4.2. Target Distribution

ggplot(train_scaled, aes(x = G3_pass, fill = G3_pass)) +
  geom_bar() +
  geom_text(stat = "count", 
            aes(label = ..count..), 
            vjust = -0.5) +
  scale_fill_manual(values = c("fail"="tomato","pass"="steelblue")) +
  labs(title = "Distribution of Pass/Fail in Training Set",
       x = "Outcome", y = "Count") +
  theme_minimal()

## Warning: The dot-dot notation (`..count..`) was deprecated in ggplot2 3.4.0.
## ℹ Please use `after_stat(count)` instead.
## This warning is displayed once every 8 hours.
## Call `lifecycle::last_lifecycle_warnings()` to see where this warning was
## generated.

4.3. Numeric Distribution

num_vars <- c("age","absences","G1","G2")

train_scaled %>%
  pivot_longer(cols = num_vars, names_to = "Variable", values_to = "Value") %>%
  ggplot(aes(x=Value)) +
  geom_histogram(bins = 30, fill="steelblue", alpha=0.7) +
  facet_wrap(~ Variable, scales="free") +
  labs(title="Histogram of Numeric Variables (Scaled)") +
  theme_minimal()

## Warning: Using an external vector in selections was deprecated in tidyselect 1.1.0.
## ℹ Please use `all_of()` or `any_of()` instead.
##   # Was:
##   data %>% select(num_vars)
## 
##   # Now:
##   data %>% select(all_of(num_vars))
## 
## See <https://tidyselect.r-lib.org/reference/faq-external-vector.html>.
## This warning is displayed once every 8 hours.
## Call `lifecycle::last_lifecycle_warnings()` to see where this warning was
## generated.

4.4. Boxplot

train_scaled %>%
  pivot_longer(cols = num_vars, names_to = "Variable", values_to = "Value") %>%
  ggplot(aes(x=Variable, y=Value, fill=Variable)) +
  geom_boxplot(alpha=0.7) +
  theme_minimal() +
  labs(title="Boxplot of Scaled Numeric Variables") +
  theme(axis.text.x = element_text(angle=45, hjust=1))

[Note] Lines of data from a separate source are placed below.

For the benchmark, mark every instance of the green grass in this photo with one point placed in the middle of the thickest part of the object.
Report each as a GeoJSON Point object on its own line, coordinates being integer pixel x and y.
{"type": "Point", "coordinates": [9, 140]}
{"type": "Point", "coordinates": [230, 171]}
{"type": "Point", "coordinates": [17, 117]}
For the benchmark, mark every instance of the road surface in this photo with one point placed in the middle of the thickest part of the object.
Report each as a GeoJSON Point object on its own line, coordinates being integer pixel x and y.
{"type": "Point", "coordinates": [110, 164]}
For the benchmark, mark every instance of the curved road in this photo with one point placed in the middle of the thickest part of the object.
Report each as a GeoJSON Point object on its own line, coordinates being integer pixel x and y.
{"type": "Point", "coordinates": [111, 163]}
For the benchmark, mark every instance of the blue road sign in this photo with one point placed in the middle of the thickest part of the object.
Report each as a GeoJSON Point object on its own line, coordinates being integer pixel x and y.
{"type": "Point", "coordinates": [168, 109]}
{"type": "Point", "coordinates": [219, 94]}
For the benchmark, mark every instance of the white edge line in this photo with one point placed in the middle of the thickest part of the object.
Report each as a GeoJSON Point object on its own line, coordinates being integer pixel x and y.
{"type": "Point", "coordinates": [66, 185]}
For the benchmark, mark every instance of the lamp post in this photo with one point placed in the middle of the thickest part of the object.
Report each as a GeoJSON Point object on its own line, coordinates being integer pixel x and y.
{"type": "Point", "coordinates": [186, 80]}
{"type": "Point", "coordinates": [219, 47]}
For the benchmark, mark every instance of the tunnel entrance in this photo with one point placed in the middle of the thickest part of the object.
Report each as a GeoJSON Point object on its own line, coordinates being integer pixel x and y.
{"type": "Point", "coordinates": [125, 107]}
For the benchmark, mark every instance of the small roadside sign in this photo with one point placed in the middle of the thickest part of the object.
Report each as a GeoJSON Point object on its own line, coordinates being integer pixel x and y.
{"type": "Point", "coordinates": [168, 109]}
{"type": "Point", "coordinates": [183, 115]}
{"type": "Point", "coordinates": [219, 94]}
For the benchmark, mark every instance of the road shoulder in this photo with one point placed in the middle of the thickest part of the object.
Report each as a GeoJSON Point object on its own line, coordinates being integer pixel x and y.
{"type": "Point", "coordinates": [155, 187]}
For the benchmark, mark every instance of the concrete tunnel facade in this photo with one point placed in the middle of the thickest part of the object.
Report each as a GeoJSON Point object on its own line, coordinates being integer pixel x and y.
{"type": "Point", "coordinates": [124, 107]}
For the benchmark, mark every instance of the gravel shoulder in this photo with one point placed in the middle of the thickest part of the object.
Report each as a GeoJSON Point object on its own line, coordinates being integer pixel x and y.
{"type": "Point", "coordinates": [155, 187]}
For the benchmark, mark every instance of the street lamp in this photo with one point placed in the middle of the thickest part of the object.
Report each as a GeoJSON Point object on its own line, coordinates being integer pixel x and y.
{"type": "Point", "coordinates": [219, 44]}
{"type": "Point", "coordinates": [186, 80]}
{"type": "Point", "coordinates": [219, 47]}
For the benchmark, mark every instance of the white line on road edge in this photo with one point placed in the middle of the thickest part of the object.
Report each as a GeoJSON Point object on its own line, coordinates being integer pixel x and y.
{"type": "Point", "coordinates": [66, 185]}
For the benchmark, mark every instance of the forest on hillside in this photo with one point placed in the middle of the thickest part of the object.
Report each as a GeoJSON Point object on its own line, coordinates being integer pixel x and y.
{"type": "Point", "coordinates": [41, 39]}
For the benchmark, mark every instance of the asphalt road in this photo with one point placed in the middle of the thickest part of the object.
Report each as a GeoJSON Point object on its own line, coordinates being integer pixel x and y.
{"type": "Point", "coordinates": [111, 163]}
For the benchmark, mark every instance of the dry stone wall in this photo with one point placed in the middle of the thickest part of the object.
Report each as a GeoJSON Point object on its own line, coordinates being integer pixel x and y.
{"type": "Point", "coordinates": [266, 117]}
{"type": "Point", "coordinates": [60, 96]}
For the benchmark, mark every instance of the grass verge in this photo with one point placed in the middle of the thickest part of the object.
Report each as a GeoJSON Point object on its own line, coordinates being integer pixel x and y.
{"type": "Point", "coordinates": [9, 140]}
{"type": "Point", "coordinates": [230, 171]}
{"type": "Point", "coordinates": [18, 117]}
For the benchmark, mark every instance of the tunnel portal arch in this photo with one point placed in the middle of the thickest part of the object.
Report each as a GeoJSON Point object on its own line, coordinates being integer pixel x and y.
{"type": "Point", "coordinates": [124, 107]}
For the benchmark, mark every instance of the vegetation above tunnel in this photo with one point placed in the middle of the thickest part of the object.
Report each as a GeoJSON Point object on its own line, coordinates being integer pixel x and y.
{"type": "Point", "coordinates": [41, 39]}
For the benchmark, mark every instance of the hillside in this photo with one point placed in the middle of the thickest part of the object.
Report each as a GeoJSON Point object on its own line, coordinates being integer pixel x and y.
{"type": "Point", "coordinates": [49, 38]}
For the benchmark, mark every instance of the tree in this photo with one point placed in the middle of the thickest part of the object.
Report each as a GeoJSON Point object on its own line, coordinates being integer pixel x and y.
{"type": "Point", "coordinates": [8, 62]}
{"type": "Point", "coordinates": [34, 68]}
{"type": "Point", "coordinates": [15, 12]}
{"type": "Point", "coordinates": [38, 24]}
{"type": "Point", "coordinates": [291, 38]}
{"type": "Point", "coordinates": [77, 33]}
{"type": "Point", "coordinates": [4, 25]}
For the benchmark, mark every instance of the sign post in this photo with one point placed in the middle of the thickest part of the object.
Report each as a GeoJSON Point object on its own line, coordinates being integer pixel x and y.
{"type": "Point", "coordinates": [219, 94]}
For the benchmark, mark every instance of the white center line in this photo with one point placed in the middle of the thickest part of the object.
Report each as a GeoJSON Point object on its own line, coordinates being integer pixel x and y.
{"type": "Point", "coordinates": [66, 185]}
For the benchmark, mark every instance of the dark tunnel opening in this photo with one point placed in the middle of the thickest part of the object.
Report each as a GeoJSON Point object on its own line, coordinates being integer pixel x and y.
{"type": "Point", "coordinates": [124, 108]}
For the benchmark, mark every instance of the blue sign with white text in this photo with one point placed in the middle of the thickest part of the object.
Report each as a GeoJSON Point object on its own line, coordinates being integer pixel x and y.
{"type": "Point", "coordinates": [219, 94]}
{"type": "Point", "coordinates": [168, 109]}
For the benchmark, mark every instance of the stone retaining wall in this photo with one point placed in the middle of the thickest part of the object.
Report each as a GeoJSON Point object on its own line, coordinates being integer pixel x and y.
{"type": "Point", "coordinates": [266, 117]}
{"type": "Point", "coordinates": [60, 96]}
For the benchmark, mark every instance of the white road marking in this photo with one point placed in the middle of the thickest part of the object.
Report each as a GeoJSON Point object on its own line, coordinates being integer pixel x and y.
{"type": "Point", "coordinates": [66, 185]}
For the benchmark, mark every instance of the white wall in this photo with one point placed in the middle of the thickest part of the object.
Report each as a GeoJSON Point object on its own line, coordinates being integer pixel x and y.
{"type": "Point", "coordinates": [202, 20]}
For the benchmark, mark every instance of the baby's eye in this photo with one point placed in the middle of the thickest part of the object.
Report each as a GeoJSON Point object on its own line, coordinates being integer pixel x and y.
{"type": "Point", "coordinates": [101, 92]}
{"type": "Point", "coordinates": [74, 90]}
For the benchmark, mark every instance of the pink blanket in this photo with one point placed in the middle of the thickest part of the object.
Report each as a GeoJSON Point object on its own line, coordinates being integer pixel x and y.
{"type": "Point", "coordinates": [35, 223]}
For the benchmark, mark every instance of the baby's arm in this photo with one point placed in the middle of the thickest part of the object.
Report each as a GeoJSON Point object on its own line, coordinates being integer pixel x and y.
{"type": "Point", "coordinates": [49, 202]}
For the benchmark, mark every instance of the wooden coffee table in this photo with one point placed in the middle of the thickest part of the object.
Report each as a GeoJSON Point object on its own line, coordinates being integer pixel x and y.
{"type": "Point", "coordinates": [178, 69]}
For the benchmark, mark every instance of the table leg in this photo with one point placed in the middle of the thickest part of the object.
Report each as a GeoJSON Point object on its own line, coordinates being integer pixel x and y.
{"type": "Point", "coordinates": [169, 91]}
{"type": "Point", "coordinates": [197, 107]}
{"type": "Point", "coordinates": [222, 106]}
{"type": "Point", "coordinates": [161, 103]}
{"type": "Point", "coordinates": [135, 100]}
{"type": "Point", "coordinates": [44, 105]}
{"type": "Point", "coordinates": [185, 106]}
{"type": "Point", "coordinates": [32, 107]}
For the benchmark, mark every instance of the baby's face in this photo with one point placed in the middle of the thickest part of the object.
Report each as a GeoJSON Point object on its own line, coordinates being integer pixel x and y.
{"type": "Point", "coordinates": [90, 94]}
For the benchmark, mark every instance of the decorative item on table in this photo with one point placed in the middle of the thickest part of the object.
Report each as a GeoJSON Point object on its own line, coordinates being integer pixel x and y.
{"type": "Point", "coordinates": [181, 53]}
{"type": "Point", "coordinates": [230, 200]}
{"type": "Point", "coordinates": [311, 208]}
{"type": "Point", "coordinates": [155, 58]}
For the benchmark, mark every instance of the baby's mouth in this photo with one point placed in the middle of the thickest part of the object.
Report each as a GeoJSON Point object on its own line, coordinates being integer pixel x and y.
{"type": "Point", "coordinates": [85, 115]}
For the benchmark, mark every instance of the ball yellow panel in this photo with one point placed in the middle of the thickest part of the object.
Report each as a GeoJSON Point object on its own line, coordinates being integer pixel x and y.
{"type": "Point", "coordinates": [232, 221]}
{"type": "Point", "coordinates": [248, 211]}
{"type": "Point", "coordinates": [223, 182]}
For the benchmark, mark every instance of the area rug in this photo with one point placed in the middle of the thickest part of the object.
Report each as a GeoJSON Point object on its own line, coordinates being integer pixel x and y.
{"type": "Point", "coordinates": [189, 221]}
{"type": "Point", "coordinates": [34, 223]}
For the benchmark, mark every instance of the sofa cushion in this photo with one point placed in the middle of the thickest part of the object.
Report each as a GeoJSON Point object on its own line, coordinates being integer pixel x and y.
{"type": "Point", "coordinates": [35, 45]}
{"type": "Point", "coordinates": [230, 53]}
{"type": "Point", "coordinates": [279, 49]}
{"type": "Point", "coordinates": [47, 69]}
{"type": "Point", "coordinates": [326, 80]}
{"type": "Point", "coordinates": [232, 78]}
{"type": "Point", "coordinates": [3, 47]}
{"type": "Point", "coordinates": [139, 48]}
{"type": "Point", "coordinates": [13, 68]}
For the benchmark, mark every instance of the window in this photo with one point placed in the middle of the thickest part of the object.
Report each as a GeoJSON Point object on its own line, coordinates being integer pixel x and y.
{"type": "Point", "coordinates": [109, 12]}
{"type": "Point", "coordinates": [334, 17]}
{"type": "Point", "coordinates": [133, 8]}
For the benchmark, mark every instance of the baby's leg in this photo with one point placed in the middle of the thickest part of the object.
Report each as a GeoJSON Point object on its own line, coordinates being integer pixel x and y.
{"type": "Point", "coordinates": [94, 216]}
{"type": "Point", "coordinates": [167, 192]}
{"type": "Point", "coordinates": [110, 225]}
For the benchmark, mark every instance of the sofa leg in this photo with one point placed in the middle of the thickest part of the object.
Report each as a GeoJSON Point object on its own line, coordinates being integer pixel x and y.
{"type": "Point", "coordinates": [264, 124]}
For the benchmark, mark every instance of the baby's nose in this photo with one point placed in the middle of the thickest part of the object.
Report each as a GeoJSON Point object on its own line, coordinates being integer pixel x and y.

4.5. Korelasi antar numeric

ggpairs(train_scaled[, num_vars],
        upper = list(continuous = wrap("cor", size = 4)),
        lower = list(continuous = "smooth"),
        diag = list(continuous = "densityDiag"))

4.6. Categorical Nominal Variables

options(repr.plot.width = 14, repr.plot.height = 10)

nominal_vars <- c("school","sex","address","famsize","Pstatus",
                  "Mjob","Fjob","reason","guardian",
                  "schoolsup","famsup","paid","activities",
                  "nursery","higher","internet","romantic")

max_count <- max(sapply(nominal_vars, function(v){
  max(table(train_scaled[[v]]))
}))

plot_nominal_freq <- function(var){
  ggplot(train_scaled, aes(x = .data[[var]])) +
    geom_bar(fill="steelblue") +
    coord_cartesian(ylim = c(0, max_count)) +
    labs(title = var, x = NULL, y = "Count") +
    theme_minimal(base_size = 12) +
    theme(
      axis.text.x = element_text(angle = 45, hjust = 1, size = 9),
      plot.title = element_text(size = 14, face = "bold"),
      plot.margin = margin(5,5,5,5),
      panel.grid.minor = element_blank()
    )
}

grid_nominal_freq <- wrap_plots(
  lapply(nominal_vars, plot_nominal_freq),
  ncol = 4
)

grid_nominal_freq

# Crosstab vs Target (Pass/Fail)

options(repr.plot.width = 14, repr.plot.height = 10)

plot_nominal_target <- function(var){
  ggplot(train_scaled, aes(x = .data[[var]], fill = G3_pass)) +
    geom_bar(position = "fill") +
    scale_fill_manual(values=c("fail"="tomato","pass"="steelblue")) +
    labs(title = var, x = NULL, y = "Proportion") +
    theme_minimal(base_size = 12) +
    theme(
      axis.text.x = element_text(angle = 45, hjust = 1, size = 9),
      plot.title = element_text(size = 14, face = "bold"),
      plot.margin = margin(5,5,5,5)
    )
}

grid_nominal_target <- wrap_plots(
  lapply(nominal_vars, plot_nominal_target),
  ncol = 4,
  guides = "collect"
)

grid_nominal_target

4.7. Categorical Ordinal Variables

ordinal_vars <- c("Medu","Fedu","traveltime","studytime","failures",
                  "famrel","freetime","goout","Dalc","Walc","health")

# Barplot Frekuensi
plot_ordinal_freq <- function(var){
  ggplot(train_scaled, aes_string(x = var)) +
    geom_bar(fill="steelblue") +
    theme_minimal() +
    labs(title = var, x = NULL, y = "Count")
}

grid_ordinal_freq <- wrap_plots(lapply(ordinal_vars, plot_ordinal_freq), ncol = 3)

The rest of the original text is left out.